Muitas vezes o/a artista caminha
pelas avenidas ou jardins, passa horas em silêncio, ouve música ou pratica um
esporte como terapia/alívio de tensões para depois retornar às suas atividades
criadoras, isto é, pintar, escrever, compor.
É sempre terapêutico sair da rotina e
fazer algo que seja atividade expressiva. Criação artística não pode ser
identificada com atividade terapêutica porque demanda um tremendo esforço intelectual,
muito desgaste emocional, concentração, imaginação e plena atenção das funções em uso. Não é exercer simplesmente
uma atividade terapêutica, é criar. Dar vida a algo inédito, novo. Quanto mais consciente
for do processo criador, melhor.
Há tanto desgaste no ato criador que
por vezes o artista adoece no simples exercício de sua criatividade, quando é
preciso procurar um antídoto, procurar uma atividade que o descanse, que o recupere
nas suas energias criadoras em
exaustão. Por vezes o criador (o/a artista) procura um
terapeuta para entender a si mesmo, ficar bem, para poder retornar às suas
funções de trabalho.
Criar não é apenas projetar emoções, alívio,
é suor, cansaço. É terapêutico tocar um instrumento, mas tocar não é por si
mesmo um ato de criar. Criar exige realizar emocional e conscientemente uma
obra inédita. Criar é mais que terapia, é ato criador. É inventar, exercer a
função imaginativa em sua originalidade. Mas não podemos negar a criação
espontânea, sem intenção. Pode alguém se propor, ou ser conduzido, a uma
terapia, e se revelar um criador, um talento artístico.
Atividade terapêutica é atividade com
a finalidade de tratamento. O artista não faz algo por ser terapêutico, e sim
porque deseja, precisa dar origem a alguma coisa. Pode acontecer de precisar
fazer análise, um tratamento que vise atividade terapêutica, neste caso ocorrerá
outro viés, um antídoto da habitual, como compensação das energias.
O que caracteriza a arte é a
originalidade criadora.
Para o compositor Carlos Jobim
caminhar pelo jardim Botânico era terapêutico na medida em que descansava ao
ouvir os pássaros. Convivia com a natureza e depois voltava para o seu piano e
refeito voltava a criar - dar existência a algo impensado. Para Jobim tocar
piano e compor não era terapêutico, era criar, suar, sofrer no bom sentido,
inventar, dar origem a cada nova composição.

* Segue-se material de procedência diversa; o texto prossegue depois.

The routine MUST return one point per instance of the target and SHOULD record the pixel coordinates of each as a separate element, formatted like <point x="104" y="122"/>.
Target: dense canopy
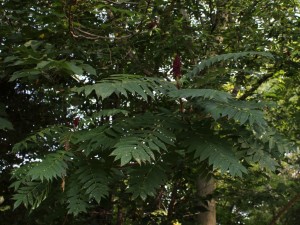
<point x="125" y="111"/>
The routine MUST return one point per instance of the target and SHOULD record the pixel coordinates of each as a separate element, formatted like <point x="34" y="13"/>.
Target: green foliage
<point x="145" y="180"/>
<point x="217" y="152"/>
<point x="239" y="111"/>
<point x="123" y="83"/>
<point x="54" y="166"/>
<point x="142" y="140"/>
<point x="223" y="57"/>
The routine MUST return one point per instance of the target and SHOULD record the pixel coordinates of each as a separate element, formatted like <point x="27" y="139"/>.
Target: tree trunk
<point x="206" y="188"/>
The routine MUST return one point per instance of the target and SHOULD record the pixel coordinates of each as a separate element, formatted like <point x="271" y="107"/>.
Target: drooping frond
<point x="220" y="58"/>
<point x="240" y="111"/>
<point x="217" y="152"/>
<point x="94" y="180"/>
<point x="209" y="94"/>
<point x="122" y="84"/>
<point x="77" y="202"/>
<point x="53" y="166"/>
<point x="31" y="194"/>
<point x="145" y="180"/>
<point x="39" y="137"/>
<point x="141" y="145"/>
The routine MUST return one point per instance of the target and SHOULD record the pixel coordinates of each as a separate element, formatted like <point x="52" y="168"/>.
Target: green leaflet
<point x="208" y="62"/>
<point x="145" y="180"/>
<point x="53" y="166"/>
<point x="240" y="111"/>
<point x="217" y="152"/>
<point x="123" y="84"/>
<point x="204" y="93"/>
<point x="31" y="194"/>
<point x="94" y="181"/>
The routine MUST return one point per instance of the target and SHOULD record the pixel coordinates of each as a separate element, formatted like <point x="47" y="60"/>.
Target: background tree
<point x="148" y="132"/>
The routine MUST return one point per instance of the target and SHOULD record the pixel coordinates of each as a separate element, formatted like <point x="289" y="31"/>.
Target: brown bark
<point x="206" y="188"/>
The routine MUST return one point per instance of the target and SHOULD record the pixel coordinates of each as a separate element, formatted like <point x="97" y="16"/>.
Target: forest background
<point x="149" y="112"/>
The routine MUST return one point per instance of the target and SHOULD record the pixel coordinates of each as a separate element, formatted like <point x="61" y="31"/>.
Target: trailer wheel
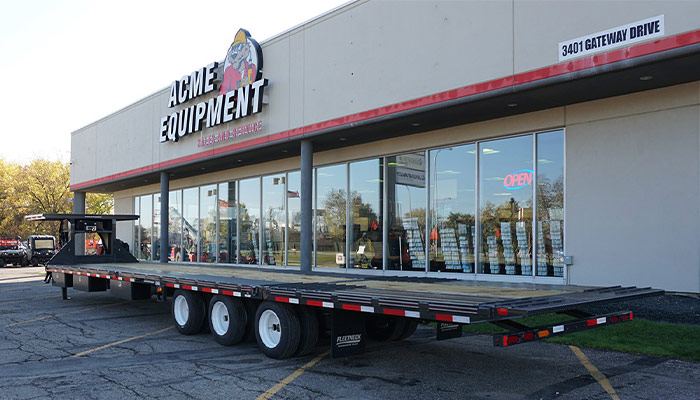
<point x="308" y="322"/>
<point x="385" y="328"/>
<point x="250" y="307"/>
<point x="277" y="329"/>
<point x="188" y="311"/>
<point x="227" y="320"/>
<point x="409" y="329"/>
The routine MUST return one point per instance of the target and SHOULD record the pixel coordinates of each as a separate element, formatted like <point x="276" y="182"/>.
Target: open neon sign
<point x="518" y="179"/>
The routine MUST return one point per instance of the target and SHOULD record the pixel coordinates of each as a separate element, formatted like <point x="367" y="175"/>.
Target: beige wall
<point x="371" y="54"/>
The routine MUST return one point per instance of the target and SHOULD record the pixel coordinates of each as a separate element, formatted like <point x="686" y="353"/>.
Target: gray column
<point x="79" y="208"/>
<point x="307" y="236"/>
<point x="164" y="211"/>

Bach, Pixinguinha, Spinoza, Cesanne, Matisse,
Picasso, Paul Klee, Henry Miller, Thomas Merton, Cildo Meireles, Antônio Dias,
Manuel Bandeira, A. Einstein, Chico Buarque, Pitágoras, Heráclito, Freud, Carl
G. Jung, Nise da Silveira, Machado de Assis, eram/são criadores. Era
terapêutico para Jung trabalhar com as mãos, para Spinoza polir lentes e para
Nise da Silveira cuidar dos gatos e ficar em silêncio absoluto antes de
retornar as suas atividades criadoras.
No início dos anos setenta eu
afirmava: todo e qualquer ser humano é
potencialmente um criador. É da natureza humana querer inventar, criar, dar
vida a algo original. A criação artística não é o privilégio de um pequeno
grupo de artistas, nem o dom de uns poucos – verifica-se que todo ser humano é
potencialmente um artista-criador em maior ou menor grau.